We still have a long way to go, but Africa’s response to the latest Ebola outbreak and the many more public health events that are effectively managed each year, indicates that progress is real, but it is not yet secure.
This is the moment, coming out of Geneva, to match the ambition of the WHA resolutions with concrete commitments to the scientific infrastructure that makes them achievable.
That means core institutional funding for African academic and research centres, African researchers leading clinical trials (not serving as secondary participants in studies designed elsewhere), and knowledge translation mechanisms that fast-track evidence into policies, strategies and programmes. This approach is also strongly aligned with consensus around African sovereignty within the reformed global health architecture.

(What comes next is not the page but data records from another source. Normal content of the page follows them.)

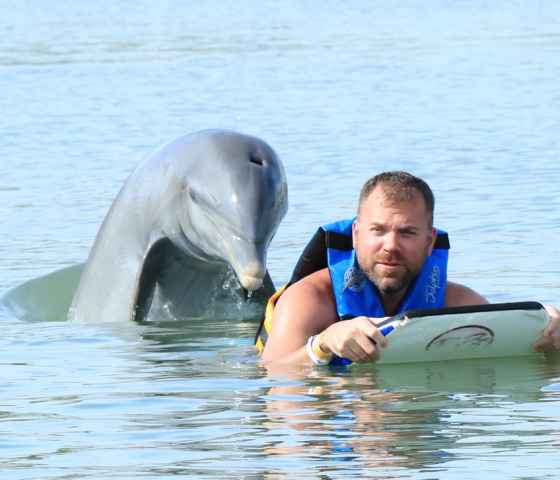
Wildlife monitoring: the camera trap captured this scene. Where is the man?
[262,172,560,365]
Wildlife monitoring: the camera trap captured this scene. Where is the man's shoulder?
[275,269,336,319]
[445,282,488,307]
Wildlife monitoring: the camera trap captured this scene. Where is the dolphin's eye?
[187,187,219,206]
[249,153,264,167]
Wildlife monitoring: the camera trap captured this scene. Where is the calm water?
[0,0,560,479]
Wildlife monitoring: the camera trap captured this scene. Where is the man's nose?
[383,232,399,252]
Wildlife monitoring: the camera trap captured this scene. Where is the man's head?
[352,172,436,300]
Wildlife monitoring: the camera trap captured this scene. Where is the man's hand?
[317,317,387,362]
[533,305,560,352]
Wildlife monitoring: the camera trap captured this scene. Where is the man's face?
[352,184,436,296]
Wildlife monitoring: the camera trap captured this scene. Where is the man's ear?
[352,218,358,250]
[428,227,437,255]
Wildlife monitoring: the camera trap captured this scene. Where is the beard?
[358,255,419,296]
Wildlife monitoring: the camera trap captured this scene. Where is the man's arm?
[262,269,386,366]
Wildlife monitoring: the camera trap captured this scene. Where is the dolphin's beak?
[228,236,266,292]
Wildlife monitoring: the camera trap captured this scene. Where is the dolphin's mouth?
[180,208,269,292]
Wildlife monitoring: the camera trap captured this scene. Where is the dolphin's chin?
[239,275,263,292]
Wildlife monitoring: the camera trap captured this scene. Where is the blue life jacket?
[321,220,449,320]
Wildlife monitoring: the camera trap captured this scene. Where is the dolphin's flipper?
[2,263,84,322]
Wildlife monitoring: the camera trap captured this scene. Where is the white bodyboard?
[377,302,548,364]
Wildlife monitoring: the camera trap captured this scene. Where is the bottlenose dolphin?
[68,130,288,322]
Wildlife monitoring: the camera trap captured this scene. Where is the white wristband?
[305,335,332,365]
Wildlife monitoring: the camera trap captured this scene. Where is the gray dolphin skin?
[68,130,288,322]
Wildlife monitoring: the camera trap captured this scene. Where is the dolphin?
[68,130,288,322]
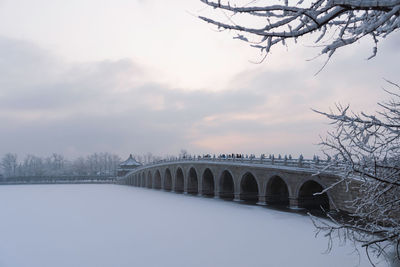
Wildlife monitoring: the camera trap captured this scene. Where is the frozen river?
[0,185,386,267]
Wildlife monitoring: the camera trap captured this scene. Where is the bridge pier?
[289,197,302,210]
[257,195,267,206]
[233,193,242,202]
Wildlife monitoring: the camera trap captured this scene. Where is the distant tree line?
[0,152,121,177]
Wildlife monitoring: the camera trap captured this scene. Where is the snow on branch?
[199,0,400,58]
[316,82,400,266]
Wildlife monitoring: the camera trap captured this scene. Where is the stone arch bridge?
[117,157,357,212]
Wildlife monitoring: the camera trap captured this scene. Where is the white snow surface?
[0,185,386,267]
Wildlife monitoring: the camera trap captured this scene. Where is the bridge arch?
[218,170,235,200]
[174,167,185,193]
[265,175,290,206]
[186,167,199,195]
[201,168,215,196]
[164,168,172,191]
[146,171,153,188]
[297,180,330,211]
[153,170,161,189]
[240,172,259,203]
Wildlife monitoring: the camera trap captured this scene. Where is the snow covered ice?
[0,185,386,267]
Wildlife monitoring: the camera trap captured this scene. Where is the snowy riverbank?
[0,185,386,267]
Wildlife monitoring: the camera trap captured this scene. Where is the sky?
[0,0,400,158]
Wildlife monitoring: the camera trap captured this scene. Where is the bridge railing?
[119,155,343,180]
[0,175,116,184]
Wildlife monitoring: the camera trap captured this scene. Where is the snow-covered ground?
[0,185,386,267]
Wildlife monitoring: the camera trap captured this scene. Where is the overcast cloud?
[0,0,400,160]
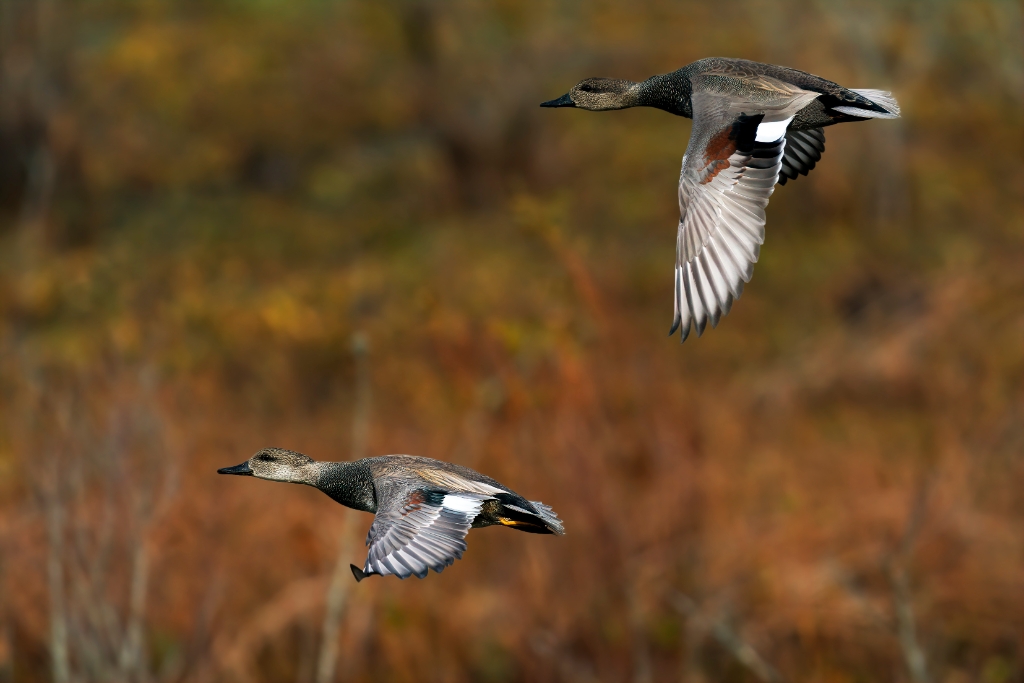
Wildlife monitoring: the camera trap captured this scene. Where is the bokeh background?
[0,0,1024,683]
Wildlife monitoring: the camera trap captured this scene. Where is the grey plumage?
[218,449,565,581]
[542,57,899,341]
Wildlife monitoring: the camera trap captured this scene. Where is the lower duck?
[217,449,565,582]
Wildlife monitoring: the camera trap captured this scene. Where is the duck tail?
[497,495,565,536]
[833,89,899,119]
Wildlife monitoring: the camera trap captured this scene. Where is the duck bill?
[541,92,575,108]
[217,460,253,477]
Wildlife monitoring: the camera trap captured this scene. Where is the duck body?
[618,57,888,131]
[541,57,899,341]
[218,449,565,581]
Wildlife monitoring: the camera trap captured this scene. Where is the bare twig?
[883,475,932,683]
[669,591,785,683]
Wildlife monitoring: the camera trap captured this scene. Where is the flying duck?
[541,57,899,342]
[217,449,565,582]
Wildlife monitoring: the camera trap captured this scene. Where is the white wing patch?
[441,494,480,516]
[754,117,793,142]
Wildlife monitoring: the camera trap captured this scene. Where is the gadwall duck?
[217,449,565,581]
[541,57,899,341]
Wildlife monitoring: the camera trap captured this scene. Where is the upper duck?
[217,449,565,581]
[541,57,899,341]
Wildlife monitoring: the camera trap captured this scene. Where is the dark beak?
[217,460,253,477]
[541,92,575,106]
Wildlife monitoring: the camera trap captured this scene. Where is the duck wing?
[778,128,825,185]
[352,478,493,581]
[669,73,818,341]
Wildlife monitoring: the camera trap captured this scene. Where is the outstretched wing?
[670,77,817,341]
[778,128,825,185]
[353,479,492,580]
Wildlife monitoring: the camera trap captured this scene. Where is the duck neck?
[312,460,377,512]
[635,69,693,119]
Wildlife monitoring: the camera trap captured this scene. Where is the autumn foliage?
[0,0,1024,683]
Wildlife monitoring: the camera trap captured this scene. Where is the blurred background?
[0,0,1024,683]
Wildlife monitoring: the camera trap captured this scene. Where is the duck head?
[217,449,316,483]
[541,78,639,112]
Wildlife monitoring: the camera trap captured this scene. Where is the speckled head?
[217,449,316,483]
[541,78,637,112]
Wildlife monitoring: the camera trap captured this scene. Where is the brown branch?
[668,591,785,683]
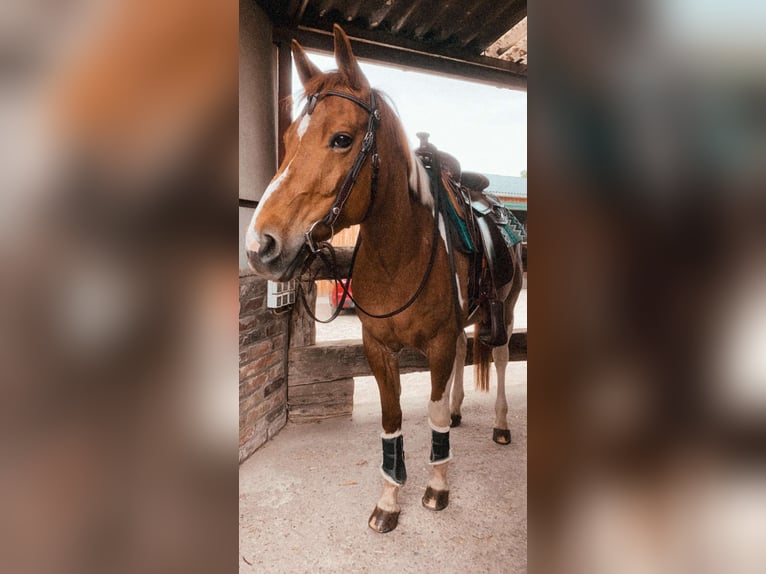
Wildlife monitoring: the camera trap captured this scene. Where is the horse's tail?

The Ebola outbreak will be contained. African scientists, coordinating with their governments and regional and global institutions, will see to that. The question the global health community, which includes African countries themselves, must now answer is whether it will invest in those scientists and institutions with the consistency they deserve.

Catherine Kyobutungi is executive director of the African Population and Health Research Center (APHRC) and an epidemiologist.
This piece was produced by SciDev.Net’s Sub-Saharan Africa English desk.